É uma terra de fronteira, uma zona de trânsito onde se encontram pessoas diferentes em raças, culturas e religiões. A Galileia torna-se assim o lugar simbólico para a abertura do Evangelho a todos os povos. Sob este ponto de vista, a Galileia assemelha-se ao mundo de hoje: com a presença de diversas culturas e com necessidade do encontro entre elas. Também nós estamos imersos numa “Galileia dos gentios”, e neste contexto podemos assustar-nos e ceder à tentação de construir muros para estarmos mais seguros, mais protegidos. Mas Jesus ensina-nos que a Boa Nova que Ele traz, não é reservada a uma parte da humanidade, é para se comunicar a todos. É um bom anúncio destinado a quantos o esperam, mas também a quantos talvez já não esperam mais nada e não têm sequer a força de procurar e de pedir.

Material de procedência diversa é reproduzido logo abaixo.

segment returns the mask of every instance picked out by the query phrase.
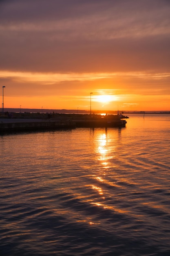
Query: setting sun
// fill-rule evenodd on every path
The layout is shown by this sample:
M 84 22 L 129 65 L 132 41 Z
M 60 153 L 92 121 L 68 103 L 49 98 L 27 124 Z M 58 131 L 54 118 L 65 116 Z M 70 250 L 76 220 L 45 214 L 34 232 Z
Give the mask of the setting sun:
M 97 96 L 94 100 L 98 102 L 106 103 L 117 100 L 117 98 L 115 95 L 102 94 Z

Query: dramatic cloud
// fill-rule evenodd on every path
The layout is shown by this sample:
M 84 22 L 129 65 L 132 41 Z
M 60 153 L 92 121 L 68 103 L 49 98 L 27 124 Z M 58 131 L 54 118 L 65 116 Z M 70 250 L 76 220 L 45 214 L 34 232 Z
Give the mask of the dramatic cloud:
M 21 97 L 168 95 L 170 13 L 168 0 L 1 1 L 0 79 Z

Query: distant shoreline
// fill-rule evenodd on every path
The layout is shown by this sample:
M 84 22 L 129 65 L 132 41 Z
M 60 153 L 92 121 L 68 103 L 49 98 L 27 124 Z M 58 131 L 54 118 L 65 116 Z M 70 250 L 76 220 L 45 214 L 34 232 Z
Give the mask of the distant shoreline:
M 29 113 L 57 113 L 61 114 L 90 114 L 90 110 L 75 110 L 75 109 L 38 109 L 36 108 L 4 108 L 4 112 L 29 112 Z M 119 114 L 123 113 L 126 114 L 141 114 L 144 115 L 144 113 L 150 114 L 170 114 L 170 110 L 167 111 L 129 111 L 129 110 L 119 110 Z M 91 111 L 92 114 L 101 114 L 106 113 L 108 114 L 117 114 L 117 110 L 93 110 Z

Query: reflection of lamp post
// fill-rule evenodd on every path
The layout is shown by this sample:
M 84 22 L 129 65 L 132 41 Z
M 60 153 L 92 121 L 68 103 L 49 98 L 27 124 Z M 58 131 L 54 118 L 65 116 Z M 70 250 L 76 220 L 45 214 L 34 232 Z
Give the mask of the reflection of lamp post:
M 2 115 L 4 115 L 4 88 L 5 86 L 2 86 Z
M 91 92 L 90 93 L 90 95 L 91 95 L 91 95 L 93 94 L 93 92 Z

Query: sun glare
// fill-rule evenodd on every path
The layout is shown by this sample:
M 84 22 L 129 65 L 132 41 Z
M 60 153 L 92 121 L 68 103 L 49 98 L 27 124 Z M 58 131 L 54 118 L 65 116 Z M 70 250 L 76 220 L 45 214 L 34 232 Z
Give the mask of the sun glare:
M 102 103 L 108 103 L 115 100 L 116 100 L 116 97 L 114 95 L 102 94 L 97 95 L 96 97 L 96 101 Z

Partindo da Galileia, Jesus ensina-nos que ninguém está excluído da salvação de Deus, antes, que Deus prefere partir da periferia, dos últimos, para alcançar todos. Ensina-nos um método, o Seu método, que porém exprime o conteúdo, isso é, a misericórdia do Pai. “Cada cristão e cada comunidade discernirá qual será o caminho que o Senhor lhe pede, mas todos somos convidados a aceitar este desafio: sair da própria comodidade e ter a coragem de alcançar todas as periferias que têm necessidade da luz do Evangelho” (Exort.ap. Evangelii gaudium, 20).

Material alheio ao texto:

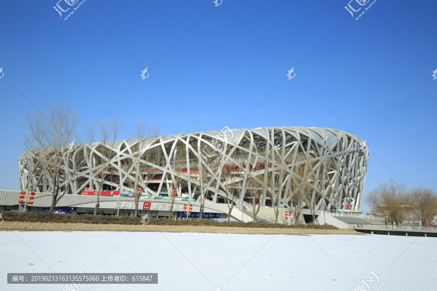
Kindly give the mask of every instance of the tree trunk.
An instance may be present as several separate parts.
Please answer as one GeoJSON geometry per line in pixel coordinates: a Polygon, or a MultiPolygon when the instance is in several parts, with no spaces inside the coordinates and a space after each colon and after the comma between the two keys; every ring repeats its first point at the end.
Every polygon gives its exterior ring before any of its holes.
{"type": "Polygon", "coordinates": [[[135,197],[135,211],[134,211],[134,216],[135,217],[138,217],[138,204],[139,202],[139,193],[135,193],[134,194],[135,197]]]}
{"type": "Polygon", "coordinates": [[[100,189],[99,190],[99,193],[97,193],[97,202],[96,203],[96,207],[94,207],[94,216],[97,215],[97,210],[100,207],[100,189]]]}
{"type": "MultiPolygon", "coordinates": [[[[201,207],[200,207],[200,214],[199,215],[199,219],[202,219],[202,215],[203,214],[203,208],[205,207],[204,204],[205,202],[203,201],[203,203],[202,203],[201,202],[201,207]]],[[[188,213],[188,211],[187,211],[187,213],[188,213]]]]}
{"type": "MultiPolygon", "coordinates": [[[[53,191],[53,192],[55,191],[53,191]]],[[[49,210],[49,212],[51,213],[53,212],[53,210],[54,210],[55,206],[56,205],[56,196],[57,194],[56,193],[53,193],[51,196],[51,206],[50,206],[50,209],[49,210]]]]}
{"type": "Polygon", "coordinates": [[[51,205],[49,210],[49,212],[51,213],[54,210],[55,207],[56,206],[56,198],[58,198],[58,194],[59,193],[59,183],[56,183],[55,185],[55,181],[58,178],[58,175],[55,174],[55,176],[53,178],[53,196],[51,197],[51,205]]]}
{"type": "Polygon", "coordinates": [[[232,203],[231,203],[230,205],[229,199],[228,199],[227,201],[228,209],[229,210],[229,211],[228,211],[228,217],[226,217],[226,218],[227,219],[228,222],[229,222],[230,221],[231,221],[231,213],[232,212],[232,209],[234,208],[234,201],[233,201],[232,203]]]}
{"type": "MultiPolygon", "coordinates": [[[[172,218],[172,214],[173,214],[173,206],[174,205],[174,199],[175,197],[173,197],[173,194],[171,194],[171,204],[170,205],[170,212],[168,213],[168,218],[172,218]]],[[[189,204],[187,203],[187,205],[189,205],[189,204]]],[[[188,211],[186,211],[188,213],[188,211]]]]}
{"type": "Polygon", "coordinates": [[[135,193],[134,194],[134,198],[135,200],[135,210],[134,211],[134,216],[135,217],[138,217],[138,203],[139,200],[139,193],[138,193],[138,183],[137,183],[137,179],[138,178],[137,176],[138,175],[138,173],[136,173],[135,178],[135,183],[134,184],[134,191],[135,193]]]}
{"type": "MultiPolygon", "coordinates": [[[[202,214],[203,214],[203,208],[205,207],[205,195],[202,194],[201,194],[201,206],[200,206],[200,213],[199,215],[199,219],[202,219],[202,214]]],[[[186,217],[188,217],[188,211],[186,211],[186,217]]]]}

Jesus começa a sua missão não somente num lugar descentralizado, mas também através de homens que se diriam, assim, “de baixo perfil”. Para escolher os Seus primeiros discípulos e futuros apóstolos, não se dirige às escolas dos escribas e dos doutores da Lei, mas às pessoas humildes e simples, que preparam com empenho a vinda do Reino de Deus. Jesus vai chamá-los lá onde trabalham, na margem do lago: são pescadores. Chama-os, e eles seguem-nO, imediatamente. Deixam as redes e vão com Ele: as suas vidas se tornarão uma aventura extraordinária e fascinante.
Queridos amigos e amigas, o Senhor chama também hoje! O Senhor passa pelos caminhos da nossa vida quotidiana. Também hoje, neste momento, aqui, o Senhor passa pela praça. Chama-nos para andar com Ele, para trabalhar com Ele pelo Reino de Deus, as “Galileias” dos nossos tempos. Cada um de vocês pense: o Senhor passa hoje, o Senhor me olha! O que me diz o Senhor? E se algum de vós ouve que o Senhor lhe diz “segue-me”, seja corajoso, vá com o Senhor. O Senhor não desilude jamais. Sintam no vosso coração que o Senhor vos chama para segui-Lo. Deixemo-nos alcançar pelo Seu olhar, pela Sua voz e sigamo-lO! “Para que a alegria do Evangelho chegue até os confins da terra e nenhuma periferia seja privada da sua luz” (ibid, 288).